Equilibrisme géopolitique

Par la volonté du prince d’Edou-Penda, Christian Roger Okemba succède à Hugues Ngouolondélé et Jean François Kando remplace Roland Bouiti-Viodo faisant tomber le sort municipal des Congolais de Charybde en Scylla (de mal en pis). Pour Denis Sassou Nguesso, les équilibres géopolitiques sont ainsi respectés. A Brazzaville, un « nordiste » remplacé par un « nordiste » et à Pointe-Noire, un « sudiste » par un « sudiste » et les moutons de panurge sont bien gardés. Denis Sassou Nguesso croit si bien faire qu’il n’a que faire de l’opinion réelle des habitants de Brazzaville et de Pointe-Noire qui étouffent sous le poids insalubre d’agglomérations mal administrées.

 En quinze ans, choisis par Denis Sassou Nguesso, Hugues Ngouolondelé et Roland Bouiti-Viaudo, qui ont exercé trois mandats chacun auparavant, n’ont pu équiper Brazzaville et Pointe-Noire de station dépuration d’eau usée ni d’usines de traitement de déchets. Le service de ramassage d’ordures ménagères et industrielles et le service d’hygiène sont inexistants à Brazzaville et à Pointe-Noire. Il en est de même du service de vidange des fosses sceptiques.
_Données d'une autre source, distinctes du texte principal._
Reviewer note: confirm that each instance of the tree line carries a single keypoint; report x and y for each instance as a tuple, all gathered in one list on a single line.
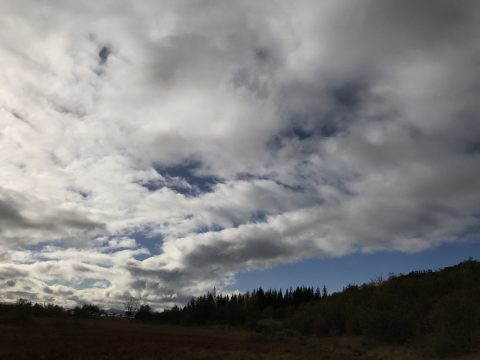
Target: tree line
[(438, 308)]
Malgré des budgets importants et des taxes municipales en perpétuelle augmentation, Brazzaville et Pointe-Noire sont dépourvues de mobilier urbain, de centre communal d’action sociale (CCAS), de bibliothèques, de médiathèques, de services de transport urbain, d’espaces verts, de panneaux de signalisation, de collecteurs d’eau de pluie.

Nécropole

L’abbé Fulbert Youlou et Bernard Kolelas, anciens maires de Brazzaville et Stéphane Tchitchelé et Jean Pierre Thystère Tchicaya, anciens maires de Pointe-Noire, doivent se retourner dans leurs tombes. Autre ironie du sort, l’un de ses rares héritages du maire brazzavillois sortant, c’est la création d’un cimetière municipal (le cimetière municipal de Matari Les Dépêches de Brazzaville, juin 2015). Macabre legs. Les Congolais, soit dit en passant, n’auraient pas vu d’un mauvais œil que cet ex-premier citoyen de la capitale inaugurât personnellement cette nécropole, question d’entrer dans l’histoire par la grande porte.

Le pari fou

Christian Roger Okemba, nouveau maire de Brazzaville et Jean François Kando, nouveau maire de Pointe-Noire, vont-ils s’illustrer par leur qualité de gestion ? Parviendront-ils à transformer Brazzaville et Pointe-Noire en cités modernes ?

Réussiront-ils l’exploit d’effacer l’image de voleur qui colle sur leurs prédécesseurs comme la tunique de Nessus ? Rien n’est moins sûr. Marie Gabrielle Gisèle Ambiéro qui était déterminée à mettre un coup de pied dans la fourmilière a été vite débarquée du Centre Hospitalier de Brazzaville (CHU).

Eloge du vice

Avec Denis Sassou Nguesso, pour bénéficier de plusieurs mandats, Christian Roger Okemba et Jean François Kando savent à quoi s’en remettre. Sois cancre et voleur au Congo-Brazzaville, Sassou t’adoubera. Les exemples sont légion : Albert Ngondo, Gilbert Ondongo, Jean Jacques Bouya, colonel Ignace Ngakala, Serge Oboa, Henri Djombo, Alexis Elira Dokekia… Yiba pô o oumela.